On voit bien la progression du virus, dans une sorte de cadence rythmée et pernicieuse, de surcroît résolue. De quoi jeter tout le pays dans l’effroi, dans une frayeur dans la démesure. Ce n’est pas que le peuple est ici inutilement peureux. C’est parce que les mesures de prévention indispensables, si elles ont été édictées par les autorités comme ce fut le cas dans le monde entier, elles n’ont été au Mali qu’une sorte de mimétisme de saison. En effet, le communiqué de la réunion extraordinaire du Conseil Supérieur de la Défense Nationale a brillé par des incohérences, ce qui a même provoqué des quiproquos regrettables dans les milieux religieux musulmans qui, contrairement aux chrétiens, se sont lancés dans des luttes de jactance entre chapelles pour retarder la fermeture des mosquées, quand certains n’ont pas tout simplement rejeté de go la mesurequ’ils ont sans hésiter jugée mécréante.

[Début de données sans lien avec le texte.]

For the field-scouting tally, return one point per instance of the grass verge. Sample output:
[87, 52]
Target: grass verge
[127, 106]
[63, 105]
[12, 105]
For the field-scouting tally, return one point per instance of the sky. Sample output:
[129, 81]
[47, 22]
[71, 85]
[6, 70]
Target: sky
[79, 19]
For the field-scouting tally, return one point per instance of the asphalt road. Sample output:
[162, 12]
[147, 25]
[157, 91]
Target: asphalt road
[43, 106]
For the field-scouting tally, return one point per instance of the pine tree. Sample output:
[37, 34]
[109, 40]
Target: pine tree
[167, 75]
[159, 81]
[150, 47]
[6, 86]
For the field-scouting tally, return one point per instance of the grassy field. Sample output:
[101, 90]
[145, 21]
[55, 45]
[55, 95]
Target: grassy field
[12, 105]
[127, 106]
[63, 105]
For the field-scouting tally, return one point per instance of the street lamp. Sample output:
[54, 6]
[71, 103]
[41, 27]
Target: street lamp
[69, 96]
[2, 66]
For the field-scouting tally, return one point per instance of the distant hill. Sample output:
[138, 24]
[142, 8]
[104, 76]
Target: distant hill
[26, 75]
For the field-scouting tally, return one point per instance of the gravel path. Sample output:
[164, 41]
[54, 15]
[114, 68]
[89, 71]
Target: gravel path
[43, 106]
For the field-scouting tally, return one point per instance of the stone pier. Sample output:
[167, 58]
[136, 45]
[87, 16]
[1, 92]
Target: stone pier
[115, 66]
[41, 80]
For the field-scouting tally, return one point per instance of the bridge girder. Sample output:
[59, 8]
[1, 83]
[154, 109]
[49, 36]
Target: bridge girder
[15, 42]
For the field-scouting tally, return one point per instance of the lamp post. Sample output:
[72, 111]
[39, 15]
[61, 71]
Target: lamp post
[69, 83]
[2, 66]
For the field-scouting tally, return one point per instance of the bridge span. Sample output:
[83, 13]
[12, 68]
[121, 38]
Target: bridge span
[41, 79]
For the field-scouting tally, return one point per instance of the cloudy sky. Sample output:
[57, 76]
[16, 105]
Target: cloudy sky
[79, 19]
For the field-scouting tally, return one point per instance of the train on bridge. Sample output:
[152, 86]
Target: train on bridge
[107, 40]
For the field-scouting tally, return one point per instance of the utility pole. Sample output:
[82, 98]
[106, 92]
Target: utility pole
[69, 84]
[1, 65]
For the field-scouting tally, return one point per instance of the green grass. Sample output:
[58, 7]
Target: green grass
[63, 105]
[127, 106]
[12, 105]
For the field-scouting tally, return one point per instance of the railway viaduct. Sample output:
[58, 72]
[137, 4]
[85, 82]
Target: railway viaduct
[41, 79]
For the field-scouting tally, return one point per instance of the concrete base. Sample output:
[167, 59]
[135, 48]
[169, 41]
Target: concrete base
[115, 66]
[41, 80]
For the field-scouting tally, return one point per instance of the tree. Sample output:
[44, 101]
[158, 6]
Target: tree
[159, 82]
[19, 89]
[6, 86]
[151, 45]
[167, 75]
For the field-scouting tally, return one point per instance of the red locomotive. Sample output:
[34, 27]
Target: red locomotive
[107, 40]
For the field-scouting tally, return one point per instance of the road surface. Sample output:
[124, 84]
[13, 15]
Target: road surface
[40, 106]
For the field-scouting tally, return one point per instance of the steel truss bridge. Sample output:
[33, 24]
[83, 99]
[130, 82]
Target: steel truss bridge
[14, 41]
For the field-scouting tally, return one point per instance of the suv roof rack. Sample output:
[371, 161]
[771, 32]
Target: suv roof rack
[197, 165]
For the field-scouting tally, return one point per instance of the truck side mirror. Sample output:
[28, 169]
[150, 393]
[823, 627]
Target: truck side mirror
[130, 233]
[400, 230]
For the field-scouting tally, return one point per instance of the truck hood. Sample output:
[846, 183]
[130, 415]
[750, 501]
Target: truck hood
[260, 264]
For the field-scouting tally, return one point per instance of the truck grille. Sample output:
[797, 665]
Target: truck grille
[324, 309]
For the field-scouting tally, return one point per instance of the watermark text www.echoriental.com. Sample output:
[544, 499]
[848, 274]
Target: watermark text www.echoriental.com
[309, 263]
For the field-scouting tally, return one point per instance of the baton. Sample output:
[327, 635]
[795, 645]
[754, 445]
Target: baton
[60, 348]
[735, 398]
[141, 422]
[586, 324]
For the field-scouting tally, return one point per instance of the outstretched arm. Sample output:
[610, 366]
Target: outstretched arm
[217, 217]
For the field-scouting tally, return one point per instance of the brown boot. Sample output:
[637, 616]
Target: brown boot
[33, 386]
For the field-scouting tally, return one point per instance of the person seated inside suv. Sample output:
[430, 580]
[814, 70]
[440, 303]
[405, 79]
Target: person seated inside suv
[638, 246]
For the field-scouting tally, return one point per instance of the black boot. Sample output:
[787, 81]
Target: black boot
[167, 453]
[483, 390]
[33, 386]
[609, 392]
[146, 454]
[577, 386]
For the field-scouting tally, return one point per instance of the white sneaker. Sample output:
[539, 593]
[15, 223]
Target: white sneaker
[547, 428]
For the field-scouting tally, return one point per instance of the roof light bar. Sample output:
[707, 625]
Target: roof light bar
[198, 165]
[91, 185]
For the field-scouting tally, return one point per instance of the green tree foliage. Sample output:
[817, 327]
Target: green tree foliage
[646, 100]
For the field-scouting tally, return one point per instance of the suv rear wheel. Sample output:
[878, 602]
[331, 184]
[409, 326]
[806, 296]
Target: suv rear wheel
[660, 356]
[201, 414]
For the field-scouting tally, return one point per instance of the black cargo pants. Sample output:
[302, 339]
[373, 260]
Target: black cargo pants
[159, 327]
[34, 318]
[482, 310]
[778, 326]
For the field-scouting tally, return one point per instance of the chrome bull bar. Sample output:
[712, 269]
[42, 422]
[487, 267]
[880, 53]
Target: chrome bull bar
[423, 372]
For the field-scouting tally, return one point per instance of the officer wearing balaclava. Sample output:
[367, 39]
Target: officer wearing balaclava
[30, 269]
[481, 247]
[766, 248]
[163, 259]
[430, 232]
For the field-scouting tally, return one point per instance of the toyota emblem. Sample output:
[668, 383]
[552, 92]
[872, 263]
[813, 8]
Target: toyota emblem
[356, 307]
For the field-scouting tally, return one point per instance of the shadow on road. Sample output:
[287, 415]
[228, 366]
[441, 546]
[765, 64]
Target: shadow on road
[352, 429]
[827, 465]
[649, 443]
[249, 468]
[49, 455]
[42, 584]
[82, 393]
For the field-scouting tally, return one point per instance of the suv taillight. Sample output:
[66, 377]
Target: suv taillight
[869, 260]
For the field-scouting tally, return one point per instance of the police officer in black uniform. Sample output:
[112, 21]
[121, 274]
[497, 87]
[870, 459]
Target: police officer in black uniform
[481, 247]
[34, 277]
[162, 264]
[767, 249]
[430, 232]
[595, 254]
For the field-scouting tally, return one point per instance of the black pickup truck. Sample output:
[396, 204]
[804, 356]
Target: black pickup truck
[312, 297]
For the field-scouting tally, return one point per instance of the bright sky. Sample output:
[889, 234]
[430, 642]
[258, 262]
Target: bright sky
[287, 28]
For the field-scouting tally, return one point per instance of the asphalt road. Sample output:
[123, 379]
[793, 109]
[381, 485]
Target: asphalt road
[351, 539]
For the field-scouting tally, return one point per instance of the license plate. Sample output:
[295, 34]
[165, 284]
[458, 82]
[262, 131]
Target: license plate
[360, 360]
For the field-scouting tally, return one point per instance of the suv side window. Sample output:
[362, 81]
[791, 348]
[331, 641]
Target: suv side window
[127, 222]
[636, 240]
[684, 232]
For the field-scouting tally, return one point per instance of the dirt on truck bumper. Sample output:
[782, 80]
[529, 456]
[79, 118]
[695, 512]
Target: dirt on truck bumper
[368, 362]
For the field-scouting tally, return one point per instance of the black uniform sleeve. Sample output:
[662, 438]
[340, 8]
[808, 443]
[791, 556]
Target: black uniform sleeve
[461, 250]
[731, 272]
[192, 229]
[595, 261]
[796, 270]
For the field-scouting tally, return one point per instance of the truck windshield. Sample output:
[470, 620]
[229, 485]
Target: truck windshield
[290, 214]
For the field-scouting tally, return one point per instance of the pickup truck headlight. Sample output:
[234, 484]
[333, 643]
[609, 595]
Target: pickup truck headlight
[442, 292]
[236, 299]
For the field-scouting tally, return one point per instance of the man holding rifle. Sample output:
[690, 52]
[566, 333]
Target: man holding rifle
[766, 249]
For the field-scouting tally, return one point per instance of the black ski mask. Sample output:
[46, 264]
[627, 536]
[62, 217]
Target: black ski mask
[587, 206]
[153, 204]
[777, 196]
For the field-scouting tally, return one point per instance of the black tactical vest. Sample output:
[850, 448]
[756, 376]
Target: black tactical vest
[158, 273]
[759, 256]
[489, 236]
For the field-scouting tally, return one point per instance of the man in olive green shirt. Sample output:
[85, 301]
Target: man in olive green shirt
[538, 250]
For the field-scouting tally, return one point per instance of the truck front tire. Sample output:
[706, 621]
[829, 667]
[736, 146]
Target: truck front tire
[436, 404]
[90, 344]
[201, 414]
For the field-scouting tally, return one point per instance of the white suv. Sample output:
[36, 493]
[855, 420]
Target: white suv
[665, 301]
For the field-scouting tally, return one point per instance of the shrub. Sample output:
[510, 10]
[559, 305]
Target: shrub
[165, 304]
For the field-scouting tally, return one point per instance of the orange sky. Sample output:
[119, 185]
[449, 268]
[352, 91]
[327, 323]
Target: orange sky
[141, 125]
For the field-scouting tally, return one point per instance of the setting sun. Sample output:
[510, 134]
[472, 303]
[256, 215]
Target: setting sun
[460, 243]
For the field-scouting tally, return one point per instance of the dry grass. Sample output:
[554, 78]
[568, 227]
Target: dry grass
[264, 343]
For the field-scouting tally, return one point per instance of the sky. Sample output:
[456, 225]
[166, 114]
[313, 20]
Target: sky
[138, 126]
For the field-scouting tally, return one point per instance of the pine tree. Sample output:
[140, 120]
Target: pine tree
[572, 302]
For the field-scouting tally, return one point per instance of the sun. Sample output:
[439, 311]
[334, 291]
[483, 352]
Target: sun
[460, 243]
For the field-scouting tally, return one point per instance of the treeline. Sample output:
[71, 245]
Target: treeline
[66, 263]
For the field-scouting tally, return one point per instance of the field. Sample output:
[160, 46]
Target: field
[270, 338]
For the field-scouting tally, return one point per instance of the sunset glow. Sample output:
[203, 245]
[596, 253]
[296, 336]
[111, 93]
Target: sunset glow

CORONAVIRUS INVITÉ PAR IBK.
Ensuite, au mépris du bon sens et des réalités qui s’étaient, sans ambiguïté aucune, imposées partout dans le monde, le président de la République a tenu à organiser les législatives du 29 mars, ce qui était déjà une invitation en bonne et due forme adressée au Coronavirus à venir jouer comme larron en foire; mais en plus, le pouvoir n’a pas pris les mesures incontournables qu’il fallait pour sécuriser les citoyens, tant les présidents des bureaux de vote et leurs assesseurs, en plus des rares votants. Comme si, ces criminelles défaillances ne suffisaient pas à déblayer le terrain au Coronavirus, des matches de football ont eu lieu le jour du scrutin, évènements qui ne font en aucune façon bon ménage avec les gestes-barrière. Qu’à cela ne tienne, les cérémonies populaires de mariage ont continué à se dérouler comme si de rien n’était, comme s’il n’y avait jamais eu une réunion extraordinaire du Conseil Supérieur de la Défense Nationale consacrée à la pandémie du Coronavirus et qui avait préconisé des conduites à tenir.
LE PIRE EST À VENIR.
Mais le plus grave est que les structures sanitaires sont des plus mal équipées pour faire face au drame : hôpitaux insalubres, insuffisance de lits d’accueil, pénurie à l’échelle nationale des moyens de protection pour le personnel soignant, protocoles de soins indisponibles… À travers leur syndicat (Syndicat des Médecins du Mali), les hommes en blouse blanche ont d’ailleurs tiré la sonnette d’alarme en notifiant leur indignation à leur ministre de tutelle. La frayeur ne finit pour, autant pas d’être nourrie. Les excès d’insouciance et d’irresponsabilité des gouvernants ont émaillé le couvre-feu instauré la nuit, de 21 heures à 5 heures du matin, quand bien même les mesures pour la journée ne se sont révélées que des paroles en l’air. Le fameux couvre-feu a montré combien nos forces de sécurité sont malheureusement mal préparées pour ces opérations nocturnes. Elles agiront dans des excès intolérables au plan humain et en démocratie. Fouettages, bastonnades, injures grossières, etc., ont constitué leur modus operandi. Des gens lassés en sont même arrivés, dans la nuit précédant le scrutin législatif, à appliquer la justice expéditive sur un policier envoyé dans sa tombe. À Kalabancoura, des policiers ont aussi, comble de sécurité, joué aux malfrats en s’attaquant à des commerces pourtant fermés. L’on aura également constaté que le couvre-feu a été à deux vitesses. Certains privilégiés sortaient librement pour aller dans des lieux de plaisir et d’autres étaient pourchassés comme des lapins dans les rues. À ce train et dans la durée, de pires situations sont à craindre.